Chile:  Unrest continues to spread in Chile, with 12 reported deaths.  The key problem is inequality.  Chile has leaned towards free markets since Pinochet built the economy on advice from University of Chicago economists.  One of the ways the political class tries to deal with the “pie sharing” problem is to expand the pie; that way, those who currently “have” can receive the same, while those who “have not” can get more.  Chile’s economic problem is its heavy dependence on copper. GDP tends to lag copper prices by about three quarters.

The exchange rate also closely tracks prices of the red metal.  The chart below shows the exchange rate (inverted) relative to the price of copper.

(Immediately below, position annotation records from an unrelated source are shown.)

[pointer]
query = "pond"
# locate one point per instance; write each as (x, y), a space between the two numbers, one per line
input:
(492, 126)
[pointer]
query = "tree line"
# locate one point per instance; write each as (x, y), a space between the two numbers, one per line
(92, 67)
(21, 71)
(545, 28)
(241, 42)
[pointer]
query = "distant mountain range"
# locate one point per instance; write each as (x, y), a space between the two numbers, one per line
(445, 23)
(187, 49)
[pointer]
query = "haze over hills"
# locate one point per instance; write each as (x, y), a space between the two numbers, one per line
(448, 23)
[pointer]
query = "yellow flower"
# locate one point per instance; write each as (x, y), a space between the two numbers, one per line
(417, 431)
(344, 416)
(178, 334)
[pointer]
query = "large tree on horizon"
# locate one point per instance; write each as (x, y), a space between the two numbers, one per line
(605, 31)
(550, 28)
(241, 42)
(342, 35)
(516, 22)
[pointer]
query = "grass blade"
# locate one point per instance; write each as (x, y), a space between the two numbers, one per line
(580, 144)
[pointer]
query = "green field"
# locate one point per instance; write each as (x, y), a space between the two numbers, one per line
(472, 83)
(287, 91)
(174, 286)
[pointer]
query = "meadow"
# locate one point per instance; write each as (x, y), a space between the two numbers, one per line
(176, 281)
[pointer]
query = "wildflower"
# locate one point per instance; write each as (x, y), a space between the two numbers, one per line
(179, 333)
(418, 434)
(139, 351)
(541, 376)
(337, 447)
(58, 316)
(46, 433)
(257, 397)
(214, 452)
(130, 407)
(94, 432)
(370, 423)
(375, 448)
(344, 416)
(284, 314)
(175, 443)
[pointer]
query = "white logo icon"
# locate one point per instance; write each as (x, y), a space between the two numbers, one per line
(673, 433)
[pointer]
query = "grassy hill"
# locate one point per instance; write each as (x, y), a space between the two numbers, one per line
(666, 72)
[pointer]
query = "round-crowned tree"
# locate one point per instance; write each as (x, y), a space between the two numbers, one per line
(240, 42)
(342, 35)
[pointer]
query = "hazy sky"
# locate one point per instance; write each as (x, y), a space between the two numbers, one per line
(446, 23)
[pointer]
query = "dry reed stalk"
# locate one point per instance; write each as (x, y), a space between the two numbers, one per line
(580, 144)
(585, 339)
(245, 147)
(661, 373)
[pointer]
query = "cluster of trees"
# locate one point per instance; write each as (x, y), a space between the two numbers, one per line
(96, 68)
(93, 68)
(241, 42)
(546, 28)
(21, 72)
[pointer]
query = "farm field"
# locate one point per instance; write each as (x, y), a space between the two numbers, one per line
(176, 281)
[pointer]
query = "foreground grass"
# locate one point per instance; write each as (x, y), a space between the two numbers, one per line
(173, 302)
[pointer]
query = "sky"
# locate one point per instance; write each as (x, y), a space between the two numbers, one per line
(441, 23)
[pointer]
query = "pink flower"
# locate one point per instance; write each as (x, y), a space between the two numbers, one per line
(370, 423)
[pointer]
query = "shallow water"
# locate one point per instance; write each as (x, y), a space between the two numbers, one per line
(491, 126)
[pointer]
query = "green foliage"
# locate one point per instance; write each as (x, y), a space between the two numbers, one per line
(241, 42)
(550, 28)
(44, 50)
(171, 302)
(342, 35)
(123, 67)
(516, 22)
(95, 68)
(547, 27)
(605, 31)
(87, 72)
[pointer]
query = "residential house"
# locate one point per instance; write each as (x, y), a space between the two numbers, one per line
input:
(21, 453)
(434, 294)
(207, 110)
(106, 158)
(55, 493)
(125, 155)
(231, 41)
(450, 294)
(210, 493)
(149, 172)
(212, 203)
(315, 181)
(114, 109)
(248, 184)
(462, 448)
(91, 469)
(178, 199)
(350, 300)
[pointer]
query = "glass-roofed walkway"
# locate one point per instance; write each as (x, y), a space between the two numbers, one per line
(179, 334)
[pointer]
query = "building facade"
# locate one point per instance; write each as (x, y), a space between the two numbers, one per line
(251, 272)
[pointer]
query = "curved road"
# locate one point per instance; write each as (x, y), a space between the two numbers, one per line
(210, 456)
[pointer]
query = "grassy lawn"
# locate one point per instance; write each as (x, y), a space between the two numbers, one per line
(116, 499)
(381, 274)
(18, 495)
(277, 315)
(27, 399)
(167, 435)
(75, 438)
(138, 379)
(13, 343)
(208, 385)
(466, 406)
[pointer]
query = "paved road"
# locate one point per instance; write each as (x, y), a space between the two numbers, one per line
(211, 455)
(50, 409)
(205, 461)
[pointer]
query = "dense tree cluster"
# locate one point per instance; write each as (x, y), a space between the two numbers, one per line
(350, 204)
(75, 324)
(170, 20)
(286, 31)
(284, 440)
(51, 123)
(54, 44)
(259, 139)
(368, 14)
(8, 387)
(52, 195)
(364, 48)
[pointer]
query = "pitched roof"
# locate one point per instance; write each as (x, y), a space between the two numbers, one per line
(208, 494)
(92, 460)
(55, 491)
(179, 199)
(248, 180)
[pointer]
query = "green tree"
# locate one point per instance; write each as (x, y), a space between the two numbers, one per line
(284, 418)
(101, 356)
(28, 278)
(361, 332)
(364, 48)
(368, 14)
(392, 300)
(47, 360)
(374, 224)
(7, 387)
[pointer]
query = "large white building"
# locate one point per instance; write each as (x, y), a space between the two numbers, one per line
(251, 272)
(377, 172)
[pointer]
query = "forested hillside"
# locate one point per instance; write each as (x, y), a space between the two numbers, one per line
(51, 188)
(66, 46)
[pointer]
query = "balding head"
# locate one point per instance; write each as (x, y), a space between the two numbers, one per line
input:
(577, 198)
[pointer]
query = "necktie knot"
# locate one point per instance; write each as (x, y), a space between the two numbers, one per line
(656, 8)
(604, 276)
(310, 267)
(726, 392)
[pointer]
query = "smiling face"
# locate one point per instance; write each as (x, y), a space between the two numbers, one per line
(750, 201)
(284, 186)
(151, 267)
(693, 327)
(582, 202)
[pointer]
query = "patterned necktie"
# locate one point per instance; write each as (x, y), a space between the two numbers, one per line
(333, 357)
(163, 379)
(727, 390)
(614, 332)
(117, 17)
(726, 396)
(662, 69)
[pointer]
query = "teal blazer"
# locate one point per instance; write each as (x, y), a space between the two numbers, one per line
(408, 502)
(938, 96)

The inequality problem in Chile needs stronger Chinese growth to fix; slowing world growth, but especially in the commodity consuming China, is a problem for commodity suppliers.

Israel: Yesterday, right-wing Prime Minister Netanyahu gave up trying to form a government, so President Rivlin is now widely expected to give a shot to Benny Gantz, the former army chief heading up the center-right Blue and White Alliance.  It appears Gantz could form a minority government if he can strike a deal with leftist and Israeli Arab parties.

Bolivia:  Authorities this morning resumed issuing vote-count updates from Sunday’s elections, with the numbers now showing leftist President Morales likely to win by enough to avoid a runoff.  Initial counts Sunday suggested a runoff would be needed.  After an inexplicable lull in count updates, the huge swing is raising concerns of electoral fraud, and protests have erupted.

Japan:  Emperor Naruhito completed his accession to the Chrysanthemum Throne today, with Prime Minister Abe shouting “banzai” (meaning “10,000 years”), and spectators ranging from Britain’s Prince Charles to South Korean Prime Minister Lee Nak-yon (though, notably, not South Korean President Moon).

Japan-China:  The Japanese and Chinese navies have held their first joint drills since 2011, including the first Chinese naval visit to Japan since 2009.  Despite tensions over China’s claims to the South China Sea, the countries’ leaders reportedly want to improve trade and defense ties as the United States takes a more confrontational, protectionist stance against them.